Every conversation about building a website eventually comes back to SEO. It’s the default assumption: good content plus good optimization equals traffic. That formula held for a long time.
But the conversation is quietly shifting. GEO — how your content gets picked up and used by AI systems — is becoming just as important. Maybe more so, for certain types of content.
The problem is most people are still optimizing for 2020.
01 — The Click Is Disappearing
I spent the past year doing SEO the right way.
Keywords. Content. Internal linking. Optimization. All the things that are supposed to compound over time. And for a while, the logic held. Write good content, structure it well, wait for traffic.
Then something stopped making sense.
Traffic wasn’t growing the way it should have. The searches were happening — I could see that. But the clicks weren’t following. People were finding answers without ever arriving.
If you’ve used Google recently, you’ve seen why.
At the top of many search results, there’s now an AI-generated summary — Google calls them AI Overviews. A paragraph or two that answers the question directly, pulled from various sources, presented before any links.
Users don’t need to click anymore. The answer is already there.
The old path was simple: Search → Click → Website. That was the deal. You optimized for search engines, they sent you traffic, you built an audience.
The new path looks more like: Search → AI Answer → Done.
For anyone who’s spent time building a content site, this is not a small shift. It’s the assumption the whole model was built on, quietly breaking.
02 — What This Feels Like From the Inside
I want to be honest about what I actually observed, rather than just citing industry statistics.
My traffic data started showing something strange. Impressions were stable — people were seeing my content in search results. But click-through rates were dropping. The content was being found, but not visited.
At first I blamed myself. Maybe the titles weren’t compelling enough. Maybe the meta descriptions needed work. So I optimized those. The numbers moved a little, then settled back down.
Eventually I had to consider a different explanation: the content was doing its job — it was answering questions — but AI was doing the delivery. My site was the source. The AI was the last mile. And the user never had to come to me at all.
That’s a strange position to be in. Useful, but invisible.
03 — SEO vs GEO
This is where a new concept becomes relevant: GEO, or Generative Engine Optimization.

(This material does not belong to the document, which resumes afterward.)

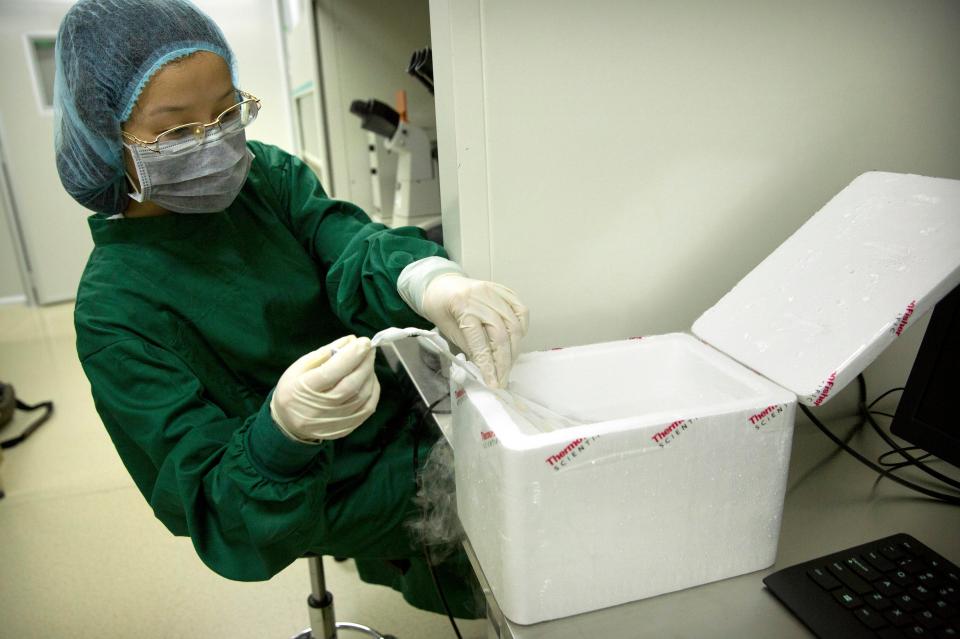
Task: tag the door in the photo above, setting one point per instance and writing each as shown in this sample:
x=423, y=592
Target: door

It sounds like jargon, but the distinction is real.
SEO was always about one thing: getting humans to click your link. Rankings, traffic, conversions. The search engine was the gatekeeper, and you were optimizing for its algorithm so that humans would choose you.
GEO is about something different: getting AI to understand, extract, and use your content. Not clicks. Citations. Not traffic. Inclusion.

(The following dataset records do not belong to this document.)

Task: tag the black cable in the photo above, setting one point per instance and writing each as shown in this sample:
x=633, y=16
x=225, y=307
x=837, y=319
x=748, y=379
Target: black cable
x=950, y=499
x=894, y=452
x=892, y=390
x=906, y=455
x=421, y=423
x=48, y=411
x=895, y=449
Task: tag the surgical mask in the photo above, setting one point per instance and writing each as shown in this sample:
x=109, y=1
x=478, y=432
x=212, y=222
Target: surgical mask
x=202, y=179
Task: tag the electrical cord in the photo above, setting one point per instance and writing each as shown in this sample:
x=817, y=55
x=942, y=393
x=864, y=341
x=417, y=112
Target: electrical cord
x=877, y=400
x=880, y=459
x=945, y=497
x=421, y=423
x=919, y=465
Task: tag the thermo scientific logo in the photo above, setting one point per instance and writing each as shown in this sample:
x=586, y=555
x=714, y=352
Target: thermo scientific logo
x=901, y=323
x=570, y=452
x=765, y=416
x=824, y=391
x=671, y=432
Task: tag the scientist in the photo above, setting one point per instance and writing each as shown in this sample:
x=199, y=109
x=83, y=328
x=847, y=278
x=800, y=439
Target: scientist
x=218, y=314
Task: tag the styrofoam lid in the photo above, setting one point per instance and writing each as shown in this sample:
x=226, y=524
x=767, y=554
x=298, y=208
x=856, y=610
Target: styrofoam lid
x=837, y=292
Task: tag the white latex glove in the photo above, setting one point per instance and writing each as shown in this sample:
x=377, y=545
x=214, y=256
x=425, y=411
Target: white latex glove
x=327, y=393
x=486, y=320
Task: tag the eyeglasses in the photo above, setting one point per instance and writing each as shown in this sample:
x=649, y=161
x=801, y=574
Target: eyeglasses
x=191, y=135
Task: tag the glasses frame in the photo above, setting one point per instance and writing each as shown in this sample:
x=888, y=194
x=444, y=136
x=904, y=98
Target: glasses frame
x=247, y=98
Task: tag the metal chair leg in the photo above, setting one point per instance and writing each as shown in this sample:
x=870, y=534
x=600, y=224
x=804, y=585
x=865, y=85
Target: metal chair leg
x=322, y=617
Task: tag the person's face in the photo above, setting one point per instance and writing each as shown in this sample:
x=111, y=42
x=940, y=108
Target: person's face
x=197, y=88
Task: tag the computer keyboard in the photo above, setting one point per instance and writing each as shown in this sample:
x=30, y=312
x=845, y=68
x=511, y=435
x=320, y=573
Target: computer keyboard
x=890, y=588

The difference in practice: SEO rewards content that ranks. GEO rewards content that answers. SEO cares about keywords and backlinks. GEO cares about clarity and structure. SEO measures success in clicks. GEO measures success in whether your content shows up in AI-generated responses — whether or not anyone visits your site.
One way to put it: SEO gets you found. GEO gets you quoted.
04 — What I’m Actually Changing
I’ve started making small adjustments to how I write, and I want to be specific rather than vague about what that looks like.
First, I’m writing more directly. Less throat-clearing, fewer qualifications before the main point. If the article is answering a question, I try to answer it in the first two paragraphs, then elaborate. AI systems favor content that gives the answer early.
Second, I’m structuring content for extraction. Clear headings. Concrete statements that can stand alone. If a sentence only makes sense in context, it’s less likely to be pulled into an AI summary. If it can stand on its own as a useful piece of information, it’s more likely to be used.
Third, I’m thinking about what I can offer that AI can’t easily replicate. Original data. Personal experience. Specific examples from my own work. These are things AI can quote but not generate on its own — which makes them more valuable, not less.
05 — This Isn’t the End of SEO
I want to be careful not to overclaim.
SEO isn’t dead. Search traffic still exists. Clicks still happen. For many queries — especially transactional ones, local searches, anything where the user needs to actually go somewhere — traditional SEO still matters.
But something has shifted in the middle layer. Informational content — the “how does this work,” “what is this,” “explain this to me” queries — is increasingly being answered without a click. That’s where the old model is breaking.
The question isn’t whether to abandon SEO. It’s whether to add a new layer of thinking on top of it.
The Real Question
For most of the history of the web, the goal was to be found by people.
Now there’s a second goal: to be understood by machines that talk to people on your behalf.
That’s a genuinely new thing. It changes what good content looks like. It changes what “distribution” means. It changes who the audience is — because sometimes the first reader of your content isn’t a human at all.
I don’t have a complete answer for what this means yet. I’m still figuring it out in real time, on this site, with these articles.
But I think the people who adapt earliest — who start writing for both humans and AI, who understand that being cited is becoming as valuable as being clicked — are going to be in a better position when the dust settles.
The rules are changing. That’s uncomfortable. It’s also an opening.